Posted on:2004-07-17Degree:Ph.DType:Dissertation
University:University of Illinois at Urbana-ChampaignCandidate:Asperheim, StephenFull Text:PDF
GTID:1463390011467563Subject:American history
Abstract/Summary:
This study examines the relationship among national and other identities in Kentucky over the course of the first four decades of statehood to explore broader questions about the development of American nationalism in the new Republic. Historians have noted an apparent paradox regarding the political culture of the early United States, in that while threats of secession resonated from the North, South and West, Americans simultaneously participated in a vibrant nationalist political culture. This study argues that the key to understanding how Americans thought about political identity is to approach nationalism as a political strategy. Through rhetoric and practice, Kentuckians proclaimed their nationality in order to wield the power of the nation-state.
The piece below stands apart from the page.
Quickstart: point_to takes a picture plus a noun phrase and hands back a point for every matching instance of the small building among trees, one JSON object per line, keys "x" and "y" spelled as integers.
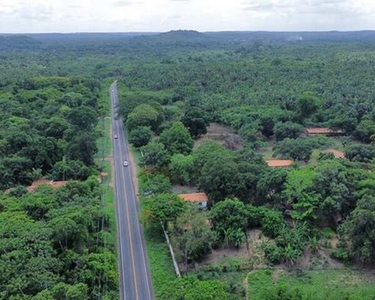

Nationalism saturated the Commonwealth as all sorts of people attempted to shape the nation to conform with their own political agendas.;This study investigates how Kentuckians employed nationalism as they negotiated the important political and social issues of the era. As residents of the first state in the trans-Appalachian West, many Kentuckians in the 1790s were antagonistic towards the new federal government to the point of threatening to secede, but they nevertheless proclaimed that such a step would be properly nationalistic. After the election of Thomas Jefferson, both Republicans and Federalists accepted federal authority and worked to define the Union as the embodiment of the nation. Advocates of the War of 1812 saw it as a means of building a national character, but its opponents, prominent among them elite women, asserted that their own rejection of the war was appropriately American. Conflict over the contours of the nation did not end with the coming of peace, as leader Henry Clay's claim that his model of political economy would unify the nation jarred with Kentuckians' observations. Simultaneously, white Kentuckians attempted to construct a racial definition of nationality which excluded Indians and blacks, but Afro-Kentuckians nevertheless related to the ideals of the American Revolution and fought for their application. The South Carolina nullification crisis of 1832--33 opened the door to a new era in which nationalism would become a problematic ideology within Kentucky.